Josh put down his cup. “What about the Hooded Men? Where do they come into it?”
“They were the elite of the Puritan army which defeated the royalists. Over the centuries – in this particular London – they developed into something very much more than religious enforcers. They became what they are today. In your reality, I suppose you would describe them as a kind of Gestapo.”
“So what are you going to do now?”
“Somebody will have to find the person who is keeping the doors open, enter that building and make sure that the doors are closed for ever.”
“Like an assassin, you mean?”
“Exactly.”
“That’s all very well, but your assassin is going to be trapped in this reality for ever, isn’t he? Once the doors are closed, he can never come back.”

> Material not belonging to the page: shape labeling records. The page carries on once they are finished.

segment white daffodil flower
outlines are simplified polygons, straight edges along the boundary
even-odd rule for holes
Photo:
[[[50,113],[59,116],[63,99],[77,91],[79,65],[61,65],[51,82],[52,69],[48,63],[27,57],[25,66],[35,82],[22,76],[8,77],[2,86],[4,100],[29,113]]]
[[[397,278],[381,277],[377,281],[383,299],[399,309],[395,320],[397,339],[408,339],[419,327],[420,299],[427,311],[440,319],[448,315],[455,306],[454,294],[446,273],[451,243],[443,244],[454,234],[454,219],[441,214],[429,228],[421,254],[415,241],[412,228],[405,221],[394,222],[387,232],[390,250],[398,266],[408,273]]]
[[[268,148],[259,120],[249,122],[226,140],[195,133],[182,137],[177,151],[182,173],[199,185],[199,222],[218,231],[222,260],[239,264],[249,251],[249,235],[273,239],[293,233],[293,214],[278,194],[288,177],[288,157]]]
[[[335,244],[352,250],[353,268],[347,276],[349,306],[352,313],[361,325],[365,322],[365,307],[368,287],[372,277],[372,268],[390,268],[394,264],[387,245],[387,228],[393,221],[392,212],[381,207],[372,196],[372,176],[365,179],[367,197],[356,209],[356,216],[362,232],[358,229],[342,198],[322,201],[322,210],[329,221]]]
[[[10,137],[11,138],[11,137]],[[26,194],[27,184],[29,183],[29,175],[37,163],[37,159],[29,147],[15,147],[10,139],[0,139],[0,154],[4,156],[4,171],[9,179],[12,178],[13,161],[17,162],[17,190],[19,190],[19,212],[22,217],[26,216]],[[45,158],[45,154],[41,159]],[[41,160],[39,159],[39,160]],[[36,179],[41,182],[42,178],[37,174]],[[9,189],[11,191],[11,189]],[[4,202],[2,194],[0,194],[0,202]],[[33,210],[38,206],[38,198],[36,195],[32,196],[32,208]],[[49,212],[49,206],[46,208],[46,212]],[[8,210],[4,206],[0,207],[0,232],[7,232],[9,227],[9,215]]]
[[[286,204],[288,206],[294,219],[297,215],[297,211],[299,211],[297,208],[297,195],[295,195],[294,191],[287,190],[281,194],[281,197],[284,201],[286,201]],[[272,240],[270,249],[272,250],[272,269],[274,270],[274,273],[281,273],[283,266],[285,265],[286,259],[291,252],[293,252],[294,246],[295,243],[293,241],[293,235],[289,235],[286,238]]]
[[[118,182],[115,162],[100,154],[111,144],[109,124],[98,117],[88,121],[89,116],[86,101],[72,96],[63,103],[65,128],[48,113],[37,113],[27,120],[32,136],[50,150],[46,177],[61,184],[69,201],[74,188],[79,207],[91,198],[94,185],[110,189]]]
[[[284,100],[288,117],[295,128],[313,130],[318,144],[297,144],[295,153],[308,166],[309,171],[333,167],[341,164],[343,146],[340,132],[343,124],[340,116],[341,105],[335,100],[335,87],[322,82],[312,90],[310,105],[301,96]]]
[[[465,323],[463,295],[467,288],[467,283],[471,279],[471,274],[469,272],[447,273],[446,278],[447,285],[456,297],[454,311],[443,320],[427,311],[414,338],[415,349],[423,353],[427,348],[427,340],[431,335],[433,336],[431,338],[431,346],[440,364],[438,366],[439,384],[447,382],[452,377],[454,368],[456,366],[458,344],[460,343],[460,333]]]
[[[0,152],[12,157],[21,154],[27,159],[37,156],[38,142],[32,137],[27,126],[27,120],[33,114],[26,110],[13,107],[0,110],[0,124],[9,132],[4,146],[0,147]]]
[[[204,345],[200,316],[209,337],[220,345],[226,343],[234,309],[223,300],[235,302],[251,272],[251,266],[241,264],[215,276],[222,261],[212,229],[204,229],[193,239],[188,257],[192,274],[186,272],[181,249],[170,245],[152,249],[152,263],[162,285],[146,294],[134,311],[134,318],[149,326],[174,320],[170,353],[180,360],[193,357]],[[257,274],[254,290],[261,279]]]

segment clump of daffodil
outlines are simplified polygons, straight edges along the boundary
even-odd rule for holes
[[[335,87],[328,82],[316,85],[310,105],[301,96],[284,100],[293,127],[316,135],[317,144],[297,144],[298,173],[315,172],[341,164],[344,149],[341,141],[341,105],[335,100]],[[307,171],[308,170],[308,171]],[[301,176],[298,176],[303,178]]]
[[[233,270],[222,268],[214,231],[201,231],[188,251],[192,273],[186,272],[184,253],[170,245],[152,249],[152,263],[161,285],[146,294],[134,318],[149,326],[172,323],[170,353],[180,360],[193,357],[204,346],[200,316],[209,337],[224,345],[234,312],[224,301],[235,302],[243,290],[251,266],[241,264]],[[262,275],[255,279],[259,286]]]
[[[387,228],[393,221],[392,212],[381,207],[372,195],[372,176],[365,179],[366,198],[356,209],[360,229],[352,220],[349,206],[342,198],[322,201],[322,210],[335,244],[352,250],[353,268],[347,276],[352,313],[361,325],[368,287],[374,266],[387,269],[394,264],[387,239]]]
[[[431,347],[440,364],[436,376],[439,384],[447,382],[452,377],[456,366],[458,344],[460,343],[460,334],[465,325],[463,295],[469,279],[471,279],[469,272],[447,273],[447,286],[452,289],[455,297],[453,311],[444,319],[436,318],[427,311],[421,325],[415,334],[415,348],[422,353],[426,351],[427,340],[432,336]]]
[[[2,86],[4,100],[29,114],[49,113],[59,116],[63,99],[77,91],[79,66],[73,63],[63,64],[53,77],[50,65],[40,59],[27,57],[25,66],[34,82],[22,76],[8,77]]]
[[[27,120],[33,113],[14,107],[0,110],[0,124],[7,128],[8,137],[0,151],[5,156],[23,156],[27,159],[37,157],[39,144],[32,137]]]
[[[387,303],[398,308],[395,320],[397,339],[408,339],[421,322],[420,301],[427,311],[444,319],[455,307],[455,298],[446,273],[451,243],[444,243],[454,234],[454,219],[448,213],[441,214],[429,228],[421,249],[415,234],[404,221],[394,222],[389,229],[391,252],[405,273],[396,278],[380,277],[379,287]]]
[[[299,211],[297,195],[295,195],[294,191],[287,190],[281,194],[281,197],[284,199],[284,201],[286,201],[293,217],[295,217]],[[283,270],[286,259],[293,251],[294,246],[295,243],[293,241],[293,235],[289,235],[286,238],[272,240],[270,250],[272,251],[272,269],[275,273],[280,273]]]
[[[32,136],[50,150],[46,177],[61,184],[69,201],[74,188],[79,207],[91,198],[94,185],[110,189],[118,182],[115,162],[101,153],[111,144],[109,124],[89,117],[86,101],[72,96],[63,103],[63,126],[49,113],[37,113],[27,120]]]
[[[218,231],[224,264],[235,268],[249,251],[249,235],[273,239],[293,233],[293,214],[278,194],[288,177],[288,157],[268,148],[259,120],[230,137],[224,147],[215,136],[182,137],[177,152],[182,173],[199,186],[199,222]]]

“This is our home, Josh. We aren’t going anywhere else.” He looked around at all of the young people sprawled on their chairs, and smiled. “This lot didn’t know anything about parallel worlds when I first arrived. They were all brought up on A Child’s Book of Simple Truth. But they knew that something was wrong with the world they lived in, even if they didn’t understand what. So I told them as much as I had discovered, and here we are. A sort of fledgling resistance movement, I suppose, although I didn’t mean to tell you that, not at the start.”
“And Winnie?” asked Nancy, in a voice as soft as a rubbed-out word.
John Farbelow shrugged. “Winifred Thomas. I never found out what happened to her. I pray that she didn’t meet the same fate as your sister, Josh; but I suspect very much that she might have done.” He was silent for a moment. His mouth puckered and his eyes filled with tears.
“Do you know something?” he said. “I don’t even have a picture of her. Not one. And I’m beginning to forget what she looked like.”